Yayasan Rekat, dari Perkumpulan Penyintas Kini Dampingi dan Bantu Pengidap TBC
Perjuangan sembuh dari tuberculosis (TBC) adalah jalan yang panjang dan melelahkan. Belum lagi tantangan untuk bertahan dari stigma dan diskriminasi masyarakat.
Berangkat dari kondisi yang sama, para pasien TBC resisten obat yang secara berkala menunggu pemeriksaan di gazebo RSUD dr Soetomo Surabaya pada tahun 2010, membentuk perkumpulan Rekat.
Wadah ini digunakan untuk saling bercerita satu sama lain, bertukar pengalaman saat bisa mengatasi efek samping obat.
Abu Bakar, ketua pertama Rekat adalah salah satu penyintas generasi pertama pengobatan tuberkulosis multidrug-resistant (TBC MDR). Sampai tahun 2018 anggotanya adalah para mantan pasien TBC MDR atau TBC resisten obat.
“Kami melakukan pendampingan untuk memberikan edukasi dan motivasi kepada pasien yang sedang dalam masa pengobatan,” kata Ani Herna Sari Direktur Yayasan Rekat Peduli Indonesia dalam pemaparannya di acara Wawasan Series: Merdeka dari TBC di Surabaya, Kamis 29 Agustus 2024.
Pada tahun 2020 perkumpulan Rekat berubah status menjadi Yayasan. Tujuannya agar dapat memperluas manfaat bagi para penderita TBC. Sekarang, anggota Rekat tak hanya dari penyintas, tapi juga keluarga penyintas, bidan, perawat, dan masyarakat yang peduli TBC.
Ani menjelaskan, ada beberapa hal yang dibutuhkan oleh orang dengan TBC. Dukungan untuk obat yang minim efek samping dan gratis.
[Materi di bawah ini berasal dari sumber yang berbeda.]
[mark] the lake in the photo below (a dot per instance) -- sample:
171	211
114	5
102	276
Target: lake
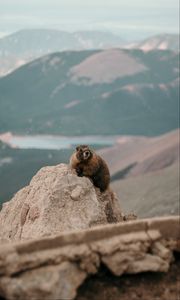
55	142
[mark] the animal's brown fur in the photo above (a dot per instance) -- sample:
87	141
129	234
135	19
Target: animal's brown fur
87	163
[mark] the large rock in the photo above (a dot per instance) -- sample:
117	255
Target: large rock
55	201
54	267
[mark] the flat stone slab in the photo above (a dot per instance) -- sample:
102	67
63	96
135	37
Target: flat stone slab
54	267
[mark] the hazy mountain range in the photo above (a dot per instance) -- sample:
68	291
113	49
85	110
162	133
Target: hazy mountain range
26	45
109	91
23	46
145	173
161	42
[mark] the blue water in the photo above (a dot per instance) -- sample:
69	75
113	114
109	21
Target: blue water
59	142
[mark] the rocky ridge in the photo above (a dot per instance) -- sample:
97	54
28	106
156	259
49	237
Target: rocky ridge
56	200
55	234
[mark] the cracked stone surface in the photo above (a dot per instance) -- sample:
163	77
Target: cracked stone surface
54	267
56	200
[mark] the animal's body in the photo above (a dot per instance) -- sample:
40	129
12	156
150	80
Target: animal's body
87	163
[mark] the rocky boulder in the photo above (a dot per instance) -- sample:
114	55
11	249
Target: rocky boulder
56	200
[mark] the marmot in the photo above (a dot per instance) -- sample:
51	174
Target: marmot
87	163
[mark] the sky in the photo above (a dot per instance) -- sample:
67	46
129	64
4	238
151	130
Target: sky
133	19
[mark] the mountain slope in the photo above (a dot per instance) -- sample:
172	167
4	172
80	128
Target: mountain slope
57	94
136	156
161	42
154	194
25	45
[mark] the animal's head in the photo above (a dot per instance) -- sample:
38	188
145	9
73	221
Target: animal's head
83	153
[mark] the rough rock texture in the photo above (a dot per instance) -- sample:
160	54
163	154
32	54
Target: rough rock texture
54	267
55	201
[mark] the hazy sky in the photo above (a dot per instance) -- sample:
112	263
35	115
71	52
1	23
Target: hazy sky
131	19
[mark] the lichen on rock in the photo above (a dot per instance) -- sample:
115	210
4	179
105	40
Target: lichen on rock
55	201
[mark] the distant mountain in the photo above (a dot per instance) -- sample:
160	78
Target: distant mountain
93	92
161	42
137	155
25	45
151	195
145	173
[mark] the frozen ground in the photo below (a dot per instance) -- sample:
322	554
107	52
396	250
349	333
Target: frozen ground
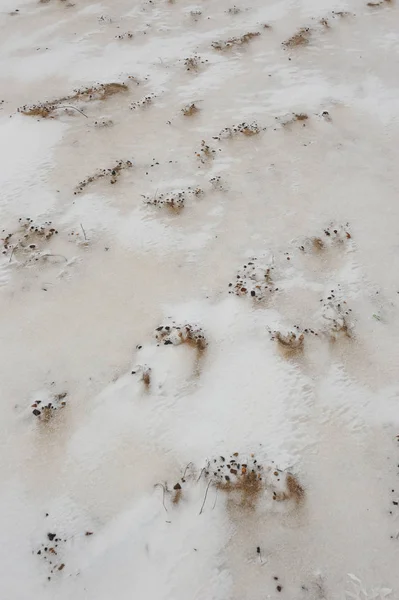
308	187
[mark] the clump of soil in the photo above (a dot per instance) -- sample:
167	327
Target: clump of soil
123	36
189	334
254	280
300	38
190	110
144	372
193	63
174	200
100	92
112	173
143	102
29	240
206	153
333	235
234	41
246	129
336	315
291	342
45	411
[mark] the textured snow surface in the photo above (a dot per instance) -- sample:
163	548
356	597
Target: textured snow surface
199	299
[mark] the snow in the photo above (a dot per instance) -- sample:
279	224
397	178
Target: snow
311	201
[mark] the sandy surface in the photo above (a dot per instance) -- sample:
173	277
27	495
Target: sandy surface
79	309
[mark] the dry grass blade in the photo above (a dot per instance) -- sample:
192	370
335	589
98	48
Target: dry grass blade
248	485
100	92
301	38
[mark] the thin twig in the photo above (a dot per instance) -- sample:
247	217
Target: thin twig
54	255
216	497
74	108
200	475
163	494
206	493
185	470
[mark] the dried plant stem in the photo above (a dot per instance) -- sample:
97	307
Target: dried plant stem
163	494
206	494
73	107
84	233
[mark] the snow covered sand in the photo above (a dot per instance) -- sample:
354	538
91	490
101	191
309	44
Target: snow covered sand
227	294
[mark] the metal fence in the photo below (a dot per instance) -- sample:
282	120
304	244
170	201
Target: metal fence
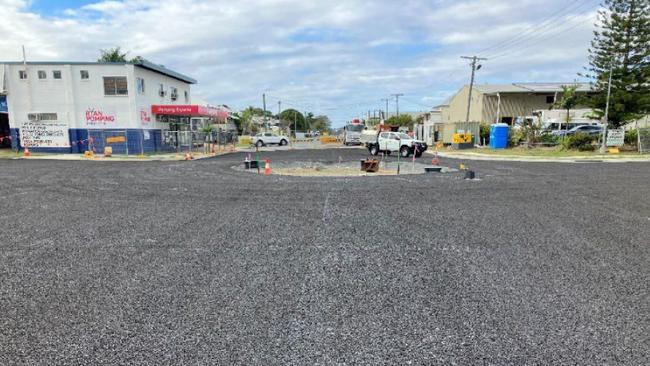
644	140
182	141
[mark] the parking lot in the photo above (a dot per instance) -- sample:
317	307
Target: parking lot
194	263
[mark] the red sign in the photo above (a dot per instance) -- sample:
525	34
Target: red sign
189	110
144	116
97	117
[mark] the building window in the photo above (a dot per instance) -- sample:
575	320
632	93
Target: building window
140	85
115	85
42	117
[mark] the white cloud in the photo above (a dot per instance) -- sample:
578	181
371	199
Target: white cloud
239	49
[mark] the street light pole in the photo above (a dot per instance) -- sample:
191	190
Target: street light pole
603	147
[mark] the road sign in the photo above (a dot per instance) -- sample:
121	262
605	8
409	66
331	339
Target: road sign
616	137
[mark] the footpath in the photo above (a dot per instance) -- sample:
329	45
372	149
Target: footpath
514	156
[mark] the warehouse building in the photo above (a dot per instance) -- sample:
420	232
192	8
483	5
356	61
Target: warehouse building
72	107
504	102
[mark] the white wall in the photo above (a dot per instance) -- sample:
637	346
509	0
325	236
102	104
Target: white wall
72	98
151	96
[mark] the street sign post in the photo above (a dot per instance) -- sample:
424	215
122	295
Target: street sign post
615	138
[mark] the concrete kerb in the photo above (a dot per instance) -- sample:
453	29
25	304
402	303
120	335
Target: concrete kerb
535	159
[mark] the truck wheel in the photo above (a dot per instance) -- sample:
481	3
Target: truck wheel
374	150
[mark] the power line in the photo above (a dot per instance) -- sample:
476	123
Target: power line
547	22
553	33
475	66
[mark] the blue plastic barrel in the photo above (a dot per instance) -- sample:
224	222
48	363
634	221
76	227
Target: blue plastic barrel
499	135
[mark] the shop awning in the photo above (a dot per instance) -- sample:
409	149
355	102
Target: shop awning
190	110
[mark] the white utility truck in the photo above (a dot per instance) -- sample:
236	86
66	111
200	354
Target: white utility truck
387	142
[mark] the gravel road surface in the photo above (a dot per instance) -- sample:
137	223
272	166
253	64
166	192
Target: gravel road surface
196	263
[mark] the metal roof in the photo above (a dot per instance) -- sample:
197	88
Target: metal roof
529	87
144	64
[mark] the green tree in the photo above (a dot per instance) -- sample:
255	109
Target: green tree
293	119
623	44
403	120
116	55
246	118
113	55
568	101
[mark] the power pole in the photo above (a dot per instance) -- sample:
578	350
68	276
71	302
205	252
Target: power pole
603	148
397	103
474	65
264	104
386	100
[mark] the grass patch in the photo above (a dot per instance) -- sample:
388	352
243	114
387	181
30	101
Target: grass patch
542	152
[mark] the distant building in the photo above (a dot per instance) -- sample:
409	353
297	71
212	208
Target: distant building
504	102
76	106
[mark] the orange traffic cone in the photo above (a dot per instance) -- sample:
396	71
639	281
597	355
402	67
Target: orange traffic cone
267	167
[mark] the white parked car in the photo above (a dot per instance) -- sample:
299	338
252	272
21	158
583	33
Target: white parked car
268	138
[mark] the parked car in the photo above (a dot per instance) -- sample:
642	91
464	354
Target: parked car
591	130
387	142
268	138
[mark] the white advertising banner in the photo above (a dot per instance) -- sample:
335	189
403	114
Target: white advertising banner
45	134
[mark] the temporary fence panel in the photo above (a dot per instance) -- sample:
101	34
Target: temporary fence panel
118	141
644	140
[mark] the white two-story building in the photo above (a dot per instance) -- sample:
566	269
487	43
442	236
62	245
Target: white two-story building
79	106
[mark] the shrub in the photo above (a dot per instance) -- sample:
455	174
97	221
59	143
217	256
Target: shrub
516	136
579	141
549	139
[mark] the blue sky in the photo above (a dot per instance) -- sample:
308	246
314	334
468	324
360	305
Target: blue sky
335	58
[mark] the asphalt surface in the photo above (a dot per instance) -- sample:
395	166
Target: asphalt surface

Layanan yang ramah, nutrisi yang seimbang, rumah layak huni dengan ventilasi cukup.
“Mereka juga membutuhkan peningkatan pemberdayaan saat dalam pengobatan agar bisa mengatasi efek samping obat ringan. Serta rumah singgah bagi pasien yang jauh dari faskes rujukan untuk keperluan kontrol bulanan dan juga fase baseline,” ujar Ani.
Beragam kegiatan yang dilakukan Rekat sejak tahun 2016 sampai sekarang di antaranya pendampingan pasien TBC resisten obat di Puskesmas dan rumah sakit, bantuan permakanan, modal kerja usaha, pendampingan online sata pandemic Covid-19.
Selain itu, Rekat juga memberikan bantuan alat pendukung kesembuhan pasien dan menyelenggarakan program pemberdayaan pasien dan mantan pasien, seperti membuat telur asin dan batik.
“Keuntungan dari penjualan telur asin, batik, buletin Gazebo kami gunakan untuk membiayai tambahan nutrisi bagi pasien. Misi kami bisa memberikan manfaat bagi pasien di lebih banyak kota, selain Surabaya, Sidoarjo, dan Gresik,” kata Ani.
Perlu diketahui, melalui Wawasan Series “Merdeka dari TBC”, Suara Surabaya Media ingin ikut berkontribusi melawan penyakit TBC. Kampanye melalui gelaran Focus Group Discussion ini diharapkan dapat meningkatkan kesadaran masyarakat tentang bahaya tuberkulosis (TBC) dan mendorong kolaborasi berbagai pihak dalam upaya memberantas penyakit ini.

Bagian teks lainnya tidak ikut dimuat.